LIBERATOR’S RUN WAR HORSE

Par Pierre-François Boselli

Alignement de Harley à Sainte Marie du Mont

A l’occasion des commémorations du 75ème anniversaire du Débarquement, Gérard Lameloise, bien connu dans le milieu de la Harley militaire, a souhaité rendre hommage aux combattants en deux-roues américaines. Il y a 5 ans déjà, il avait rassemblé 70 motos militaires à Carentan pour les commémorations d’alors. Cette année, l’objectif est quasi doublé. Les collectionneurs ont répondu présent à l’appel, et ce ne sont pas moins de 121 Harley militaires WLA ou WLC qui ont été inscrites.

Dimanche 2 juin, 9 heures du matin, les premières motos arrivent sur la place du village de Saint Mère Eglise. Ce village, parmi les premiers libérés le 6 juin 1944 est emblématique. Il est connu pour l’anecdote du parachutiste, John Steele, de la 82e Division Aéroporté américaine (82e Airborne), qui resta accroché au clocher de l’église pendant la durée des combats. Afin de rappeler cette histoire, un mannequin est toujours présent à cet endroit et c’est à l’ombre de son parachute que les Harley ont pris place.
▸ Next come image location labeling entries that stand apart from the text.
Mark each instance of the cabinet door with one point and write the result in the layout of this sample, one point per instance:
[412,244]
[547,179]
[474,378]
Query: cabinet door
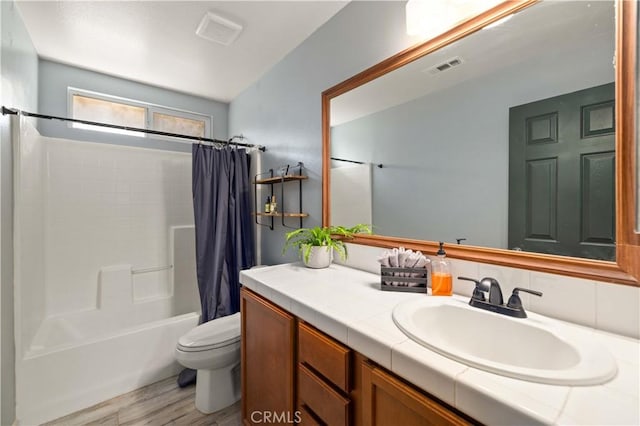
[267,361]
[388,401]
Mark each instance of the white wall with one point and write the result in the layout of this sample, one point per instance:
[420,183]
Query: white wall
[282,110]
[19,87]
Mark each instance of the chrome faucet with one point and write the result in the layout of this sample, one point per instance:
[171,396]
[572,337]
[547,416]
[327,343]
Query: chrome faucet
[513,308]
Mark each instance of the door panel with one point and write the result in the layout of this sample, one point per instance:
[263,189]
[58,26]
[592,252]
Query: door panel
[562,174]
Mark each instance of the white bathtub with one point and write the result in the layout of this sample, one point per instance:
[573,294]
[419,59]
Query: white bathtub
[71,365]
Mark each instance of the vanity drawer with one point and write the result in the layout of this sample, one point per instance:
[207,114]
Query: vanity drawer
[307,418]
[324,355]
[331,407]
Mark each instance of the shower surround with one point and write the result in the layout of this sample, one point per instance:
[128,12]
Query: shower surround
[104,270]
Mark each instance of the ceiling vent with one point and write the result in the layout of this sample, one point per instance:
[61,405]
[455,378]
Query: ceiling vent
[444,66]
[218,29]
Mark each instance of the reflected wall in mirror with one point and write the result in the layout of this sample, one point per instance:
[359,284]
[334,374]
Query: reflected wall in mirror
[444,143]
[504,138]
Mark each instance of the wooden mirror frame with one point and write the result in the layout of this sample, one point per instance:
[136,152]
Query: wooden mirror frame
[626,268]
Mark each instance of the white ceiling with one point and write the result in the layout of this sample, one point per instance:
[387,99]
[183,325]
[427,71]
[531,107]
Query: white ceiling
[154,42]
[574,29]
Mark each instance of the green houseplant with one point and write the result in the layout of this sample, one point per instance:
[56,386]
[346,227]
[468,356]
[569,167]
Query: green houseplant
[316,245]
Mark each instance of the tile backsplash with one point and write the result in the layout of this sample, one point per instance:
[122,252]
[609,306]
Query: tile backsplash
[608,307]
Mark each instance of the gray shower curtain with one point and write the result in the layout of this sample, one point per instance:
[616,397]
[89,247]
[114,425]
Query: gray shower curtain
[223,226]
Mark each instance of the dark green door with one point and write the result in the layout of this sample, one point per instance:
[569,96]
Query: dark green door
[562,175]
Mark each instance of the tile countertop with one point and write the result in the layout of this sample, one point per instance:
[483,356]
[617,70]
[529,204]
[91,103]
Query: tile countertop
[348,305]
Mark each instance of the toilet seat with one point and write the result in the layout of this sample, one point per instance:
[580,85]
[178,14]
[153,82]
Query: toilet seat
[213,334]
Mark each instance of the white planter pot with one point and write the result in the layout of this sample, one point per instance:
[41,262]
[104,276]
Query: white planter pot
[320,257]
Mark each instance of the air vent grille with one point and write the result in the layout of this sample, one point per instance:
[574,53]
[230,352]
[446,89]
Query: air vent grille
[221,30]
[446,65]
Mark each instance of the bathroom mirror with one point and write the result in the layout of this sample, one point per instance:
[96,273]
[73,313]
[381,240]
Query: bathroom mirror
[441,119]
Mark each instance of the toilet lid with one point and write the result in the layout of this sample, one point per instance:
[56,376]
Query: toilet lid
[212,334]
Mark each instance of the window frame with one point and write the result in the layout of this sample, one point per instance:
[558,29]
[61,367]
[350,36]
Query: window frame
[150,109]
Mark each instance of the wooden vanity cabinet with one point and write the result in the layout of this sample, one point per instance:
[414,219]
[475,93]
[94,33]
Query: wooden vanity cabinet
[294,371]
[387,400]
[267,361]
[324,377]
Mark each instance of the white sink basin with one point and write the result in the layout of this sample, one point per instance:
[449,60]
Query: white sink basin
[533,349]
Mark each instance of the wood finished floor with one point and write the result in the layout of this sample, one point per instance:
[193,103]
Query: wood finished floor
[162,403]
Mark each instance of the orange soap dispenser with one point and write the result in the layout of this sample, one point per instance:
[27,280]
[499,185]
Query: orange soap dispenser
[441,282]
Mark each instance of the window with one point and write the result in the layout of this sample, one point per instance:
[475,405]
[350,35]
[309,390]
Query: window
[91,106]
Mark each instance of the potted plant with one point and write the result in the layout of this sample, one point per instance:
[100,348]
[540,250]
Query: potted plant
[316,245]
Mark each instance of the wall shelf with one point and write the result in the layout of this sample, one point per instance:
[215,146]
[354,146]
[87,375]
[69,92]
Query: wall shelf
[280,179]
[287,174]
[283,214]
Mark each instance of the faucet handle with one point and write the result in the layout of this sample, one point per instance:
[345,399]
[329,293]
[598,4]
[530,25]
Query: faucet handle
[478,291]
[515,302]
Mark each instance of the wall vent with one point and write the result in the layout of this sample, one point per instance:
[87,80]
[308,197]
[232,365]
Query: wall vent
[218,29]
[446,65]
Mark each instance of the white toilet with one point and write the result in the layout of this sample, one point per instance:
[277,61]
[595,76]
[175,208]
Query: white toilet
[213,348]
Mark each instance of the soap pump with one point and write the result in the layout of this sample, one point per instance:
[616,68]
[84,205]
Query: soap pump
[441,282]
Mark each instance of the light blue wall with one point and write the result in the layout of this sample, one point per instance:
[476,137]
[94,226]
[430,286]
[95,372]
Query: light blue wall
[19,88]
[55,78]
[282,110]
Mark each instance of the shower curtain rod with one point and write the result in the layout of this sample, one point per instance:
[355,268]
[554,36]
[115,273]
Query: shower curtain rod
[354,161]
[13,111]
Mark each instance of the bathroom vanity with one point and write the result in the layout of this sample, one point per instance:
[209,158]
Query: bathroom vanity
[321,347]
[335,385]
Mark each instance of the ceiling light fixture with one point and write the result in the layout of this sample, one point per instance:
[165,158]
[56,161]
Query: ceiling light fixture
[214,27]
[428,18]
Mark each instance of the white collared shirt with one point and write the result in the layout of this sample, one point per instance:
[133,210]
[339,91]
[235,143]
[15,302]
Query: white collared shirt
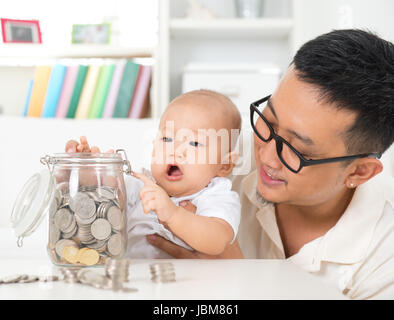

Clocher de Sainte Mère Eglise

 

Après un briefing sur le parcours, les règles de sécurité et l’organisation de la journée, le convoi s’est ébranlé. La première étape consiste à rejoindre le front de mer à Ranevoville plage. Ce village se situe au milieu de la plage d’Utah Beach, qui avec celle d’Omaha Beach fait partie du secteur ou les américains ont débarqué. Les autres plages du Débarquement (Gold, Juno, Sword) étant en secteur anglo-canadien. Le convoi de WLA /WLC est précédé d’une quarantaine d’Harley civiles. Celles-ci ont pour mission d’ouvrir la route et de sécuriser les carrefours afin d’éviter toute insertion de véhicules civils dans le convoi. C’est la concession Harley-Davidson de Caen qui a encadré et assuré cette présence indispensable au bon déroulement du rassemblement.

En arrivant sur Ranoville

Cette première partie du parcours, à travers les routes de campagne, a permis de découvrir le bocage normand constitué de routes étroites bordées de haies épaisses entourant des champs de dimensions moyennes. On comprend au regard de ce paysage, les difficultés qu’on rencontré les soldats pour progresser à travers la campagne.

Le long d’Utah Beach

Après quelques kilomètres, les motards arrivent face à la mer. Utah Beach, longue plage de sable s’étend à droite et à gauche sur plusieurs kilomètres. La marée, à mi-chemin entre haute et basse, découvre une langue de sable qui s’étend sur 100 à 200 mètres entre la bordure côtière et la mer. C’est cette distance que les GI’s ont du parcourir sous le feu ennemi avant de faire taire, les mitrailleuses embusquées dans les bunkers.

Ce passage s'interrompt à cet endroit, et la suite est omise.